Osteoclast microRNA Profiling in Rheumatoid Arthritis to Capture the Erosive Factor

JBMR Plus. 2023 Jun 5;7(8):e10776. doi: 10.1002/jbm4.10776. eCollection 2023 Aug.

Abstract

In rheumatoid arthritis (RA), only a subset of patients develop irreversible bone destruction. Our aim was to identify a microRNA (miR)-based osteoclast-related signature predictive of erosiveness in RA. Seventy-six adults with erosive (E) or nonerosive (NE) seropositive RA and 43 sex- and age-matched healthy controls were recruited. Twenty-five miRs from peripheral blood mononuclear cell (PBMC)-derived osteoclasts selected from RNA-Seq (discovery cohort) were assessed by qPCR (replication cohort), as were 33 target genes (direct targets or associated with regulated pathways). The top five miRs found differentially expressed in RA osteoclasts were either decreased (hsa-miR-34a-3p, 365b-3p, 374a-3p, and 511-3p [E versus NE]) or increased (hsa-miR-193b-3p [E versus controls]). In vitro, inhibition of miR-34a-3p had an impact on osteoclast bone resorption.
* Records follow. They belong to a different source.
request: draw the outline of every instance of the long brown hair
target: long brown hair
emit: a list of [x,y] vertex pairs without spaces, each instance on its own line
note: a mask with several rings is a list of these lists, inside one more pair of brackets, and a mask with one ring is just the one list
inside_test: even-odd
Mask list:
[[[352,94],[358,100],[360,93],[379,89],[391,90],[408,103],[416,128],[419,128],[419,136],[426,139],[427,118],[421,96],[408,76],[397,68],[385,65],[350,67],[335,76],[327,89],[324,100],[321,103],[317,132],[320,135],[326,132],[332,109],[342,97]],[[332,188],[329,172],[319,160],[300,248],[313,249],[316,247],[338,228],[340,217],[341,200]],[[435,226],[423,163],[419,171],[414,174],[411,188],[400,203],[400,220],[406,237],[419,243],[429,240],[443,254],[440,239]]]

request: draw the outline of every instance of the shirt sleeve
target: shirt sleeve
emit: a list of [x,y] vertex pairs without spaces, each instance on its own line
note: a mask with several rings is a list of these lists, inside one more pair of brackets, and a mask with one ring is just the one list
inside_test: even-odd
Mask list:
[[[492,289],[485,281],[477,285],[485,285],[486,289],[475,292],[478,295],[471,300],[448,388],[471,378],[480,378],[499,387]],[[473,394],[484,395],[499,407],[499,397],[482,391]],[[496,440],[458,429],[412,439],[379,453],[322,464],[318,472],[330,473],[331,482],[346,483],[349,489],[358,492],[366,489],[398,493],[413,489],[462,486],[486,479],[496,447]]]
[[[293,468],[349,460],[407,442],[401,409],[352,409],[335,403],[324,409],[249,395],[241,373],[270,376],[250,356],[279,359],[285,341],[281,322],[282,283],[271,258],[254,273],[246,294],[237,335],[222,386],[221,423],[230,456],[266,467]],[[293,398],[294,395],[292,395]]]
An integrative network analysis of miRs and their targets highlighted correlations between mRNA and miR expression, both negative (CD38, CD80, SIRT1) and positive (MITF), and differential gene expression between NE versus E (GXYLT1, MITF) or versus controls (CD38, KLF4). Machine-learning models were used to evaluate the value of miRs and target genes, in combination with clinical data, to predict erosion. One model, including a set of miRs (predominantly 365b-3p) combined with rheumatoid factor titer, provided 70% accuracy (area under the curve [AUC] 0.66). Adding genes directly targeted or belonging to related pathways improved the predictive power of the model for the erosive phenotype (78% accuracy, AUC 0.85). This proof-of-concept study indicates that identification of RA subjects at risk of erosions may be improved by studying miR expression in PBMC-derived osteoclasts, suggesting novel approaches toward personalized treatment. © 2023 The Authors. JBMR Plus published by Wiley Periodicals LLC on behalf of American Society for Bone and Mineral Research.

Keywords: MACHINE LEARNING; MICRORNAS; OSTEOCLAST; PREDICTIVE MODEL; RHEUMATOID ARTHRITIS.